“Let me see your tongue!” It was quite white, like a man’s after a high fever. Then the doctor put his ear to the prisoner’s heart; when he raised his head after a long auscultation, he had apparently found the solution of the problem, for a look of conviction illuminated his face. Drawing the Governor on one side, he spoke to him in a low voice. What he said must have been of the very gravest import for, when he had done, the Governor was as pale as Juve himself and seemed to be profoundly agitated.
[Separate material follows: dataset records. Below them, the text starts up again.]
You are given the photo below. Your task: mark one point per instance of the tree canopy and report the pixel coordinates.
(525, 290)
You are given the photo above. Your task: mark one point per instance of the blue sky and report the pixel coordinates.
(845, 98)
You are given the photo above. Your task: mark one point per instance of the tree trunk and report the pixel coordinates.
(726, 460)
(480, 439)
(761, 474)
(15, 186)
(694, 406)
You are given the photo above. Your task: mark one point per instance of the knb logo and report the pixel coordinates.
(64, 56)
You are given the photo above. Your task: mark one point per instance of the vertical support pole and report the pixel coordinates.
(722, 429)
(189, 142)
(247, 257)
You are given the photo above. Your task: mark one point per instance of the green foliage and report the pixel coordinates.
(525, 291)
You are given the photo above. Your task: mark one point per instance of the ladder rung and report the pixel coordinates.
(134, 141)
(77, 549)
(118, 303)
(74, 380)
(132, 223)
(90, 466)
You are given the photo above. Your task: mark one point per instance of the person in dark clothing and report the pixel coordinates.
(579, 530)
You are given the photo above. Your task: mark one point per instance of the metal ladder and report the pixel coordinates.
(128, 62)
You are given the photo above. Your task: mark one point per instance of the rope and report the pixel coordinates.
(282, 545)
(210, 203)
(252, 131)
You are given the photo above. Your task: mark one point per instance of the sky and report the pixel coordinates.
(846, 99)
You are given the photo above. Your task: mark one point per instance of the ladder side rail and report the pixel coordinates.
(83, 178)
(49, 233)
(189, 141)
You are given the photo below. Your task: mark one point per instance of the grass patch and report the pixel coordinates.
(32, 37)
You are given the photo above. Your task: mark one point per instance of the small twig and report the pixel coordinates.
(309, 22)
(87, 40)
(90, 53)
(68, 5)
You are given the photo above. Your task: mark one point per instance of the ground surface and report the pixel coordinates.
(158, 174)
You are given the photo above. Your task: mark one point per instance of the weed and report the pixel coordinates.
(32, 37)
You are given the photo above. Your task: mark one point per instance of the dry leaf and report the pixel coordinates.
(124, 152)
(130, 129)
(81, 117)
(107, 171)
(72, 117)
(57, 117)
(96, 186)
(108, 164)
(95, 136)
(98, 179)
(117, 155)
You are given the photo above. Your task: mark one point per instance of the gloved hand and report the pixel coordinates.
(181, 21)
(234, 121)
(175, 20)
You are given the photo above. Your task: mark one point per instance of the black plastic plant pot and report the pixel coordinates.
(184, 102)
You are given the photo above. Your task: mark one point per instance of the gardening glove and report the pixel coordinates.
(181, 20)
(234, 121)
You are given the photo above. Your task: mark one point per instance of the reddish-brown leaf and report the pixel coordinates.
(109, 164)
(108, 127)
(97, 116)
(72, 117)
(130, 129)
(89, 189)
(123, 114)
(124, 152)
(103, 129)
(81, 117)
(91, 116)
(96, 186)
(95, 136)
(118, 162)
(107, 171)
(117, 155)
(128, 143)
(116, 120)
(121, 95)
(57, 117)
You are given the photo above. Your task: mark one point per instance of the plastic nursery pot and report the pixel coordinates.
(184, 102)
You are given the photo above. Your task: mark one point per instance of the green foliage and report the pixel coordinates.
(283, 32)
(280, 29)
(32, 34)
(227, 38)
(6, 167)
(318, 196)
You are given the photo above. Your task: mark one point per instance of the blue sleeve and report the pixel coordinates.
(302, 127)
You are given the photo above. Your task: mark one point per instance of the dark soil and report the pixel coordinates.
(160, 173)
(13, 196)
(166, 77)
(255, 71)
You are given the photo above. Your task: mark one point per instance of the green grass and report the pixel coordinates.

M. Chaigniste was turning to the prisoner, no doubt intending to question him further, when one of his private servants came in to tell him:
“M. Havard, sir, is waiting in your room to speak to you on some very urgent business.”
“I will go to him,” replied the Governor, and beckoning to the warders:
“Take the man back to his cell,” he ordered, “and keep him under observation.”
M. Havard was much excited. His idea had been to follow up his researches regarding the crime committed at the grand duchess’s by satisfying himself as to Juve’s condition. Inasmuch as it was a proven fact that Fantômas had been wounded in the arm, if Juve was really and truly Fantômas, he argued, Juve must be wounded. Accordingly, M. Havard had betaken himself to the Santé prison. Well, scarcely had he arrived there before he learned that the Governor and the doctor were with Juve, who had been wounded in the night! It was the confirmation of all his hypotheses; it was the new and unexpected fact that should bring daylight into a laborious investigation, hitherto anything but fruitful in results! Juve was verily and indeed Fantômas! the ex-detective was the most redoubtable of all malefactors! If he showed such acuteness and sagacity in unravelling the most tangled affairs, it was because the very crimes he brought to light he had himself committed!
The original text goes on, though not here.